As a fan of the movie “Jaws” I was overjoyed to have the opportunity to interview Carl Gottlieb. Not only had Mr. Gottlieb co-written my favorite film but he had also written a great book that told the story of the making of that film. First released in 1975 “The Jaws Log” is regarded by both film fans and Hollywood insiders as one of the best books ever written that document the making of a major motion picture. The book went through 17 printings and sold over two million copies (I know that I own at least three of them). The book was introduced to a new generation of “Jaws” fans when it was reissued, with updated notes by the author, in 2005. A brief introduction to Mr. Gottlieb will tell you that he had plans to be a playwright and critic. While attending Syracuse University he studied drama, working alongside fellow students Frank Langella and Larry Hankin. Making his way West to San Francisco Mr. Gottlieb soon joined the popular improvisational comedy troupe known as The Committee. Among the group’s more esteemed members: Alan and Jessica Meyerson, Richard Stahl, Howard Hesseman (who performed under the name Don Sturdy), Peter Bonerz, Barbara Bosson, Rob Reiner and David Ogden Stiers. Fans of the film “Billy Jack” will notice several members of “The Committee,” including the Meyersons and Hesseman. In 1968 Mr.

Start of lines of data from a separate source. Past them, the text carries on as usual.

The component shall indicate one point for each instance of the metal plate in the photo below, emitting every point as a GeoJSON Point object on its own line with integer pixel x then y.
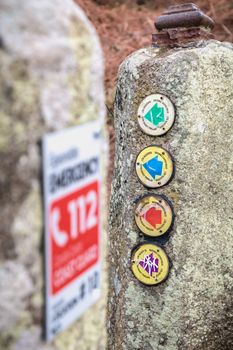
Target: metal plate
{"type": "Point", "coordinates": [154, 215]}
{"type": "Point", "coordinates": [156, 115]}
{"type": "Point", "coordinates": [154, 166]}
{"type": "Point", "coordinates": [150, 264]}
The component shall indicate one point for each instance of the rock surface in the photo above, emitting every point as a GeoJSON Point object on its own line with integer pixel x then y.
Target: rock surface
{"type": "Point", "coordinates": [193, 308]}
{"type": "Point", "coordinates": [51, 67]}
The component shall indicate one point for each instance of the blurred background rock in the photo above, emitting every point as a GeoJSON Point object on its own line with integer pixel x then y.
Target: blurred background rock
{"type": "Point", "coordinates": [125, 26]}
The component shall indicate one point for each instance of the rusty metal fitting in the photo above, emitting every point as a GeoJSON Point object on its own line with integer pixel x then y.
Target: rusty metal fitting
{"type": "Point", "coordinates": [181, 24]}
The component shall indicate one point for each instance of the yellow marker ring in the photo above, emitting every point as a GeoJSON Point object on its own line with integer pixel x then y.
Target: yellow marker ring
{"type": "Point", "coordinates": [154, 215]}
{"type": "Point", "coordinates": [154, 166]}
{"type": "Point", "coordinates": [150, 264]}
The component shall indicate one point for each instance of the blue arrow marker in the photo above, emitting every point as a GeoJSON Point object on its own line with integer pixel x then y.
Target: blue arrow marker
{"type": "Point", "coordinates": [154, 167]}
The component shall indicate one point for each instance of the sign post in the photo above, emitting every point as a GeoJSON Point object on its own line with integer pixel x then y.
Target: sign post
{"type": "Point", "coordinates": [71, 171]}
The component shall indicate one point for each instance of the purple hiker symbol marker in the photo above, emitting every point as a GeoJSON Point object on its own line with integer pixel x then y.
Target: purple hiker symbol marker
{"type": "Point", "coordinates": [150, 264]}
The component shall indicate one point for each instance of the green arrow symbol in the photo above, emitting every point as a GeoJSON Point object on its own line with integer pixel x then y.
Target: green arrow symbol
{"type": "Point", "coordinates": [155, 115]}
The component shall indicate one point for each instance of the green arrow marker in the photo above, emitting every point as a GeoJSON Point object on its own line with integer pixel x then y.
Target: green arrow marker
{"type": "Point", "coordinates": [155, 115]}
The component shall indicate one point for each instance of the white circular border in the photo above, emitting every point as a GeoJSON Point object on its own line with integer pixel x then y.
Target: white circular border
{"type": "Point", "coordinates": [169, 114]}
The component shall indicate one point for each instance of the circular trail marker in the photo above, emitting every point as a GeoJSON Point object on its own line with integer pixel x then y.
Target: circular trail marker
{"type": "Point", "coordinates": [154, 166]}
{"type": "Point", "coordinates": [156, 115]}
{"type": "Point", "coordinates": [154, 215]}
{"type": "Point", "coordinates": [150, 264]}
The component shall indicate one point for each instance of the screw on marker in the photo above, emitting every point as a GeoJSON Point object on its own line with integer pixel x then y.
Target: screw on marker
{"type": "Point", "coordinates": [181, 24]}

Gottlieb became a member of the Writer’s Guild of America and began writing for “The Smother’s Brothers Comedy Hour,” sharing an Emmy award for his work with several other young writers on the cusp of fame including Bob Einstein (now better known as Super Dave Osborne), Steve Martin, Lorenzo Music and Mason Williams, who would later become better known for composing and performing the classic guitar instrumental “Classical Gas.”

Gottlieb also kept himself busy with the acting side of his career, appearing on such television shows as “I Spy,” “Chico & The Man,” “Laverne & Shirley, and “Mork and Mindy”. He also appeared in the Academy Award winning film “M*A*S*H.” But his career really rocketed skyward after he was hired to play local newspaper editor Harry Meadows in “Jaws.” A friend of director Steven Spielberg, Gottlieb was asked to redraft author Peter Benchley’s script, giving the film more well developed characters and, more importantly, humor. Ironically, the more Gottlieb tightened up the script the fewer scenes he found necessary for Meadows to appear in. Not to worry. When “Jaws” was released it was met with almost unanimous acclaim, with Benchley and Gottlieb earning BAFTA, Golden Globe and Writer’s Guild nominations for Best Screenplay. And, as noted above, Mr. Gottlieb shared his experiences on the film in the best selling “Jaws Log.” His next writing gig found him adapting Lina Wurtmuller’s film “The Seduction of Mimi” into a comedy set to star Richard Pryor. That film, “Which Way Is Up?,” was recently named the funniest Black comedy of all time by, a web site devoted to preserving and presenting the history of African American filmmaking, both past and present. Following the release of “Which Way Is Up?,” Gottlieb found himself contacted by the producers of “Jaws 2,” whose production was in dire straits, having just fired the director one week into filming. Gottlieb was brought in to once again enliven the screenplay. He then teamed up with old pal Steve Martin for two projects. The first put Gottlieb behind the camera for the first time as director. The result, “The Absent Minded Waiter,” earned an Academy Award nomination for Best Live Action Short Film. Project number two was Martin’s big screen debut as “The Jerk.” (Note to readers: please do not write me to point out that Martin had actually been on screen the previous year in “Sgt Pepper.” Though he was the best thing about that movie, 10 minutes on screen does not a movie star make. Thank you). Gottlieb not only helped co-write the film but had a memorable moment as Iron Balls McGinty.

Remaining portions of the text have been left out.